16th century mask from Nepal's Malla period

The Head of Bhairava is a 16th-century mask from the Malla dynasty of Nepal that depicts the deity Bhairava. It was originally found in the Kathmandu Valley of Nepal and is currently held as part of the Zimmerman Family Collection at the Metropolitan Museum of Art in New York City.

This mask is made of gilt copper with rock crystal, is painted, and is ornamented with a diadem and earrings. The mask was missing its right ear when it was acquired by the Metropolitan Museum of Art in 2012, so they created a new ear from a different material.

Bhairava appears in several South Asian religions, including Hindu mythology, and is associated with destruction and rage.

== Background==

Bhairava is considered to be a manifestation of the god Shiva. He is often depicted as a terrifying god in Hinduism, and can also be seen in some Buddhist schools and in Jainism. He is believed to have nine faces and 34 hands, and appearing as a black naked figure. Literally, Bhairava means ferociousness or terror.

The Newar people in Nepal have worshipped Bhairava as an important deity. This can be seen in the surviving Bhairava temples in Nepal.

== Description ==
The mask is dated to the Malla period of the 16th century, based on its similarity to an inscribed example that is dated to 1560. It was found in the Kathmandu Valley of Nepal. Its distinct craftsmanship suggests that it was made by the Newar people.
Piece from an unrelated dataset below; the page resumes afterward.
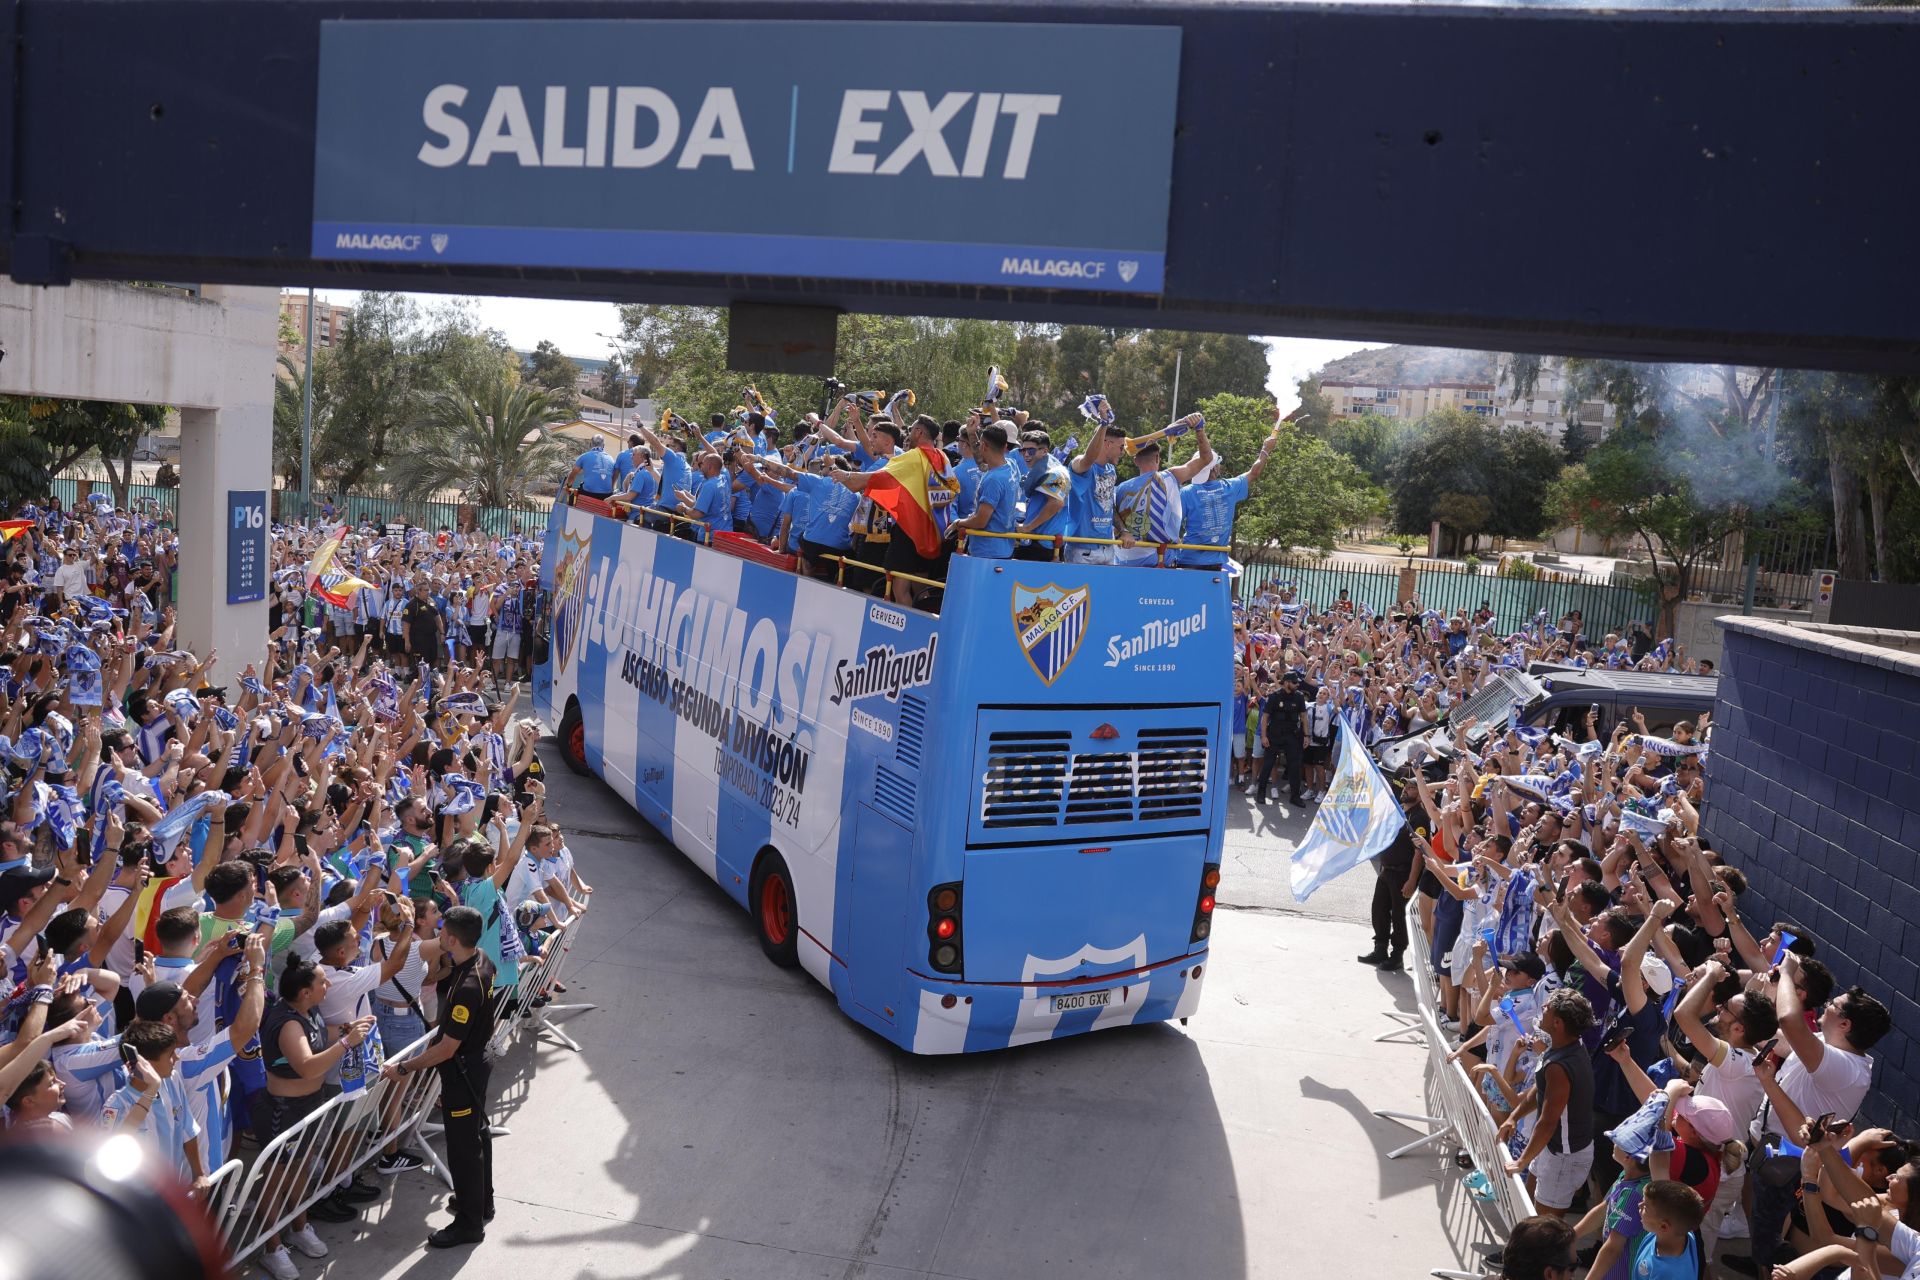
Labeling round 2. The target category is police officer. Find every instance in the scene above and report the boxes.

The mask is made of gilt and polychrome copper. It depicts Bhairava as having flames in place of hair, including for the eyebrows, around the mouth, and atop the head. The hair atop the head is colored red. It has earrings that are shaped like entwined serpents. It also has a diadem decorated with snakes, as well as skulls and inset crystals. The mask has a small hole in the mouth, which was used to dispense beer to devotees during the annual Indrayatra festival.

=== Acquisition and restoration by the Met ===
It was given to the Metropolitan Museum of Art (colloquially "the Met") in New York City from the private collection of Jack and Muriel Zimmerman in 2012. Before the Met conducted conservation work, the mask was missing its right ear. The left earring had been placed where the right ear was as a substitute. John Guy, curator of the South and Southeast Asian art at the Met, was among those who decided to restore the mask.

They made a prototype of the ear with modeling clay, then made a silicone-rubber mold, using materials normally used in creating dental impressions. They then carefully tested and selected a new material that they believed would have a minimal chemical- and weight-impact on the rest of the mask. The material was made in a putty-like substance and put into the mold. After it dried, it was decorated and painted to aesthetically blend in with the rest of the mask.